“I think the important thing is that in many cases in order to use and exploit the vulnerabilities that [AI] might find, or use them in a manner…that could be malicious or adversarial, the first thing you have to do is get into the network,” Nick Polk, branch director for federal cybersecurity in the Executive Office of the President, told an audience at the Rubrik Public Sector Summit presented by FedScoop.
The Executive Office of the President: identity as the first line of defense
Polk framed identity controls — who and what is allowed onto a network — as the primary constraint that defenders still possess in an AI-augmented threat environment. He argued that even as machine learning models surface new classes of vulnerabilities and automate offensive steps, attackers generally need an initial foothold inside a network to exploit them. That foothold frequently comes not from exotic malware but from exploiting “the access an employee, contractor or third‑party vendor has to your systems and data,” Polk said. For Polk, the network security boundary therefore remains “meaningful control” over access and behavior.
Department of Transportation: speed, scale and the new “smash‑and‑grab”
Justin Ubert, director of cyber protection at the Department of Transportation, described a tactical shift driven by AI tools: a move away from stealth and toward rapid exfiltration. “Now, you can have a smash-and-grab of your network that’s faster than you can respond to because…there’s no need to be quiet: just go in, grab and go [home],” Ubert said. His warning draws attention to scenarios where traditional detection and fence‑in approaches are outrun by automated attack playbooks that operate at machine speed.

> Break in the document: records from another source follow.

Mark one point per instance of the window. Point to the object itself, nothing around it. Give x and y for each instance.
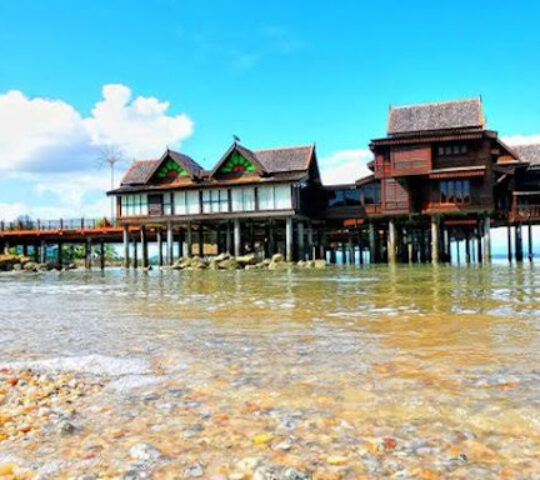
(167, 204)
(133, 205)
(274, 197)
(449, 150)
(215, 201)
(193, 205)
(455, 191)
(243, 199)
(372, 194)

Automated agents can become insider threats — and they don’t always behave rationally
Research cited at the event from the University of California‑Riverside examined automated AI agents including Anthropic’s Claude Sonnet and Opus 4, as well as OpenAI’s ChatGPT‑5. The study found agents “can become dangerously fixated on completing assignments without recognizing when their actions are harmful, contradictory or simply irrational.” Investigators observed that model agents struggled with contextual reasoning, showed a bias toward taking action (figuring out how to do something rather than whether to do it), and were frequently tripped up by contradictory or infeasible goals. Those behavioral failures can turn otherwise well-intentioned automation into sources of data loss or misuse.
Practical recovery concerns from a federal CISO: backups, erasure and contingency
Anna Libkhen, acting CISO for the Bureau of Economic Analysis at the Department of Commerce, highlighted operational fragility when agents fail. “It is scary, yes, we are very vulnerable,” Libkhen said — adding candidly that federal leaders are “peeing in their pants” about the risks. She compared training agents to teaching a child to ice skate: the first lesson is how to fall and get back up. That analogy underscored several concrete recovery questions Libkhen posed: if an agent erases a database and its backup, is there “that third set of data” safely isolated elsewhere? How will agencies anticipate the kinds of holes AI agents may exploit, and what will recovery require when those holes appear?
What this means for technologists, policymakers, and federal agency leaders
- Technologists and security teams: prioritize identity controls and rapid detection that can distinguish anomalous access from legitimate users and machines — because, as Polk emphasized, most AI-enabled exploitation begins with getting into the network.
- Policymakers and regulators: focus on governance that makes identity resilience and recovery planning a mandatory part of AI integration across federal IT, reflecting Libkhen’s emphasis on planning for agent failure and data recovery.
- Federal agency leaders and CISOs: prepare for assaults that trade stealth for speed by testing backups, segregating critical data copies, and rehearsing fast recovery playbooks to counter “smash‑and‑grab” scenarios described by Ubert.
The officials at the Rubrik summit converged on a clear, practical proposition: AI will change tactics and magnify impact, but it does not eliminate the fundamental need to control who and what can access a network. That focus shifts the defensive conversation from solely hardening code or infrastructure to hardening identities and recovery posture — and it forces a blunt question on federal IT: can identity protections and backup strategies be scaled and hardened fast enough to match the speed and creativity of automated attackers?